Title: Marriage as an Ascetic Practice
Author(s): ROGERS, Eugene F. Jr.
Journal: Marriage, Families & Spirituality
Volume: 11    Issue: 1   Date: Spring 2005   
Pages: 28-38
DOI: 10.2143/INT.11.1.2014357

Abstract :
The article looks at the role of marriage in promoting holiness in people. Particularly it takes up the question of how it is that God brings people to sanctification in and through human sexuality. Christians claim a beneficial role for marriage in leading people to God. They thus claim that marriage transforms people by beginning to take them up into a life of community that participates, however remotely, in the community of One who loves, One who is loved, and One who celebrates, witnesses, and guarantees that love in the face (after the incarnation) of earthly difficulty and death. All forms of human commitedness to one another lead people on the path to holiness. Both traditional forms of sexuality, marriage and monasticism, involve a radical commitment of the body in regard to an other or others with whom life is shared, opening those involved to the radical vulnerability required in order to allow God's transformative love to work upon the person.
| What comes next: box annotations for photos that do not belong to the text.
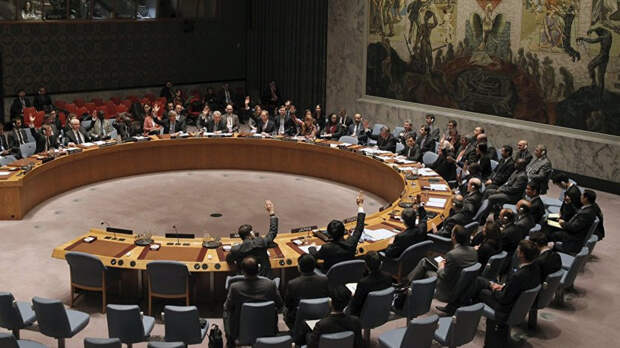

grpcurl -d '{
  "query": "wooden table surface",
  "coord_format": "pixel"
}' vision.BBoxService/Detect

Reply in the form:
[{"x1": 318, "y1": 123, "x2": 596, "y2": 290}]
[{"x1": 0, "y1": 137, "x2": 452, "y2": 272}]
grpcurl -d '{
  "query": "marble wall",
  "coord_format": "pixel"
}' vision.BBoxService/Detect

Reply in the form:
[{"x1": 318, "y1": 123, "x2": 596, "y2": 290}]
[{"x1": 326, "y1": 0, "x2": 620, "y2": 184}]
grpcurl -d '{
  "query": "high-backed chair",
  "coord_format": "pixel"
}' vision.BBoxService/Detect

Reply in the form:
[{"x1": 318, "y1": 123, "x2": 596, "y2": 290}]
[
  {"x1": 382, "y1": 240, "x2": 433, "y2": 282},
  {"x1": 0, "y1": 332, "x2": 46, "y2": 348},
  {"x1": 65, "y1": 251, "x2": 107, "y2": 313},
  {"x1": 84, "y1": 337, "x2": 123, "y2": 348},
  {"x1": 0, "y1": 292, "x2": 37, "y2": 340},
  {"x1": 237, "y1": 301, "x2": 278, "y2": 345},
  {"x1": 146, "y1": 261, "x2": 189, "y2": 315},
  {"x1": 360, "y1": 287, "x2": 394, "y2": 342},
  {"x1": 434, "y1": 303, "x2": 484, "y2": 348},
  {"x1": 379, "y1": 314, "x2": 439, "y2": 348},
  {"x1": 482, "y1": 285, "x2": 541, "y2": 345},
  {"x1": 164, "y1": 306, "x2": 209, "y2": 345},
  {"x1": 107, "y1": 305, "x2": 155, "y2": 348},
  {"x1": 32, "y1": 297, "x2": 90, "y2": 348}
]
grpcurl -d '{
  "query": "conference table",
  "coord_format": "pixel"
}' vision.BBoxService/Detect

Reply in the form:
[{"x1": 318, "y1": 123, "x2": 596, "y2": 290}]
[{"x1": 0, "y1": 134, "x2": 452, "y2": 298}]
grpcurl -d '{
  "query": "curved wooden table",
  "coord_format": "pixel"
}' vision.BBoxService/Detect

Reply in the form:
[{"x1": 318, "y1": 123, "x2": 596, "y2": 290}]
[{"x1": 0, "y1": 138, "x2": 452, "y2": 272}]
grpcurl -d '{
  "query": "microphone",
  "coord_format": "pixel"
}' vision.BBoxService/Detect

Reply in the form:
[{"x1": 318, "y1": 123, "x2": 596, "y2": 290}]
[
  {"x1": 172, "y1": 225, "x2": 181, "y2": 245},
  {"x1": 101, "y1": 221, "x2": 116, "y2": 240}
]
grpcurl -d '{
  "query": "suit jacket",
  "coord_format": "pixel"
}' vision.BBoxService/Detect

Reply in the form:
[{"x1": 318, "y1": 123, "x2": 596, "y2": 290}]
[
  {"x1": 310, "y1": 213, "x2": 366, "y2": 271},
  {"x1": 308, "y1": 313, "x2": 364, "y2": 348},
  {"x1": 398, "y1": 145, "x2": 423, "y2": 162},
  {"x1": 284, "y1": 272, "x2": 329, "y2": 324},
  {"x1": 489, "y1": 157, "x2": 515, "y2": 186},
  {"x1": 11, "y1": 97, "x2": 32, "y2": 118},
  {"x1": 349, "y1": 271, "x2": 392, "y2": 317},
  {"x1": 534, "y1": 249, "x2": 562, "y2": 283},
  {"x1": 224, "y1": 277, "x2": 283, "y2": 338},
  {"x1": 226, "y1": 215, "x2": 278, "y2": 277},
  {"x1": 437, "y1": 244, "x2": 478, "y2": 299},
  {"x1": 385, "y1": 206, "x2": 427, "y2": 259}
]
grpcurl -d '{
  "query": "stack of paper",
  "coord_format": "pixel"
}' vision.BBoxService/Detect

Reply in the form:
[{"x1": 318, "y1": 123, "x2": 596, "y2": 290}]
[{"x1": 426, "y1": 197, "x2": 446, "y2": 208}]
The vulnerability of monasticism bears primary testimony that sexuality and all bodily desires find their enjoyment finally in God. In marriage, the spouses donate their bodies to one another to give time and space to sanctification's work. They do so also as a gift to the wider community to which they belong: they provide a model of embodied reconciliation and a place of hospitality to others, including their own or adopted children. In fact the scriptures and the Church's tradition often use marital metaphors to describe the kind of relationship to God that is the goal of both marriage and monasticism. The ascetic journey in monasticism is the intensification of desires as they become more and more focused on God. This is as well the ascetic journey that should be lived out in marriage. Both marriage and monasticism then engage the person in the discipline (ascesis) of holiness either through the radical commitment to one other or the communal commitment to every other and to God. Marriage as a path to holiness is best understood as a fundamentally ascetic practice in which human desire is elevated to participation in the love of God. The article concludes with a meditation on how same-sex couples participate in this same elevation of desire found in traditionally conceived marriages. It seems, the author contends, that God is drawing homosexual persons to the same ascetic participation in divine love in and through their same-sex desires as these are embedded in lasting relationships.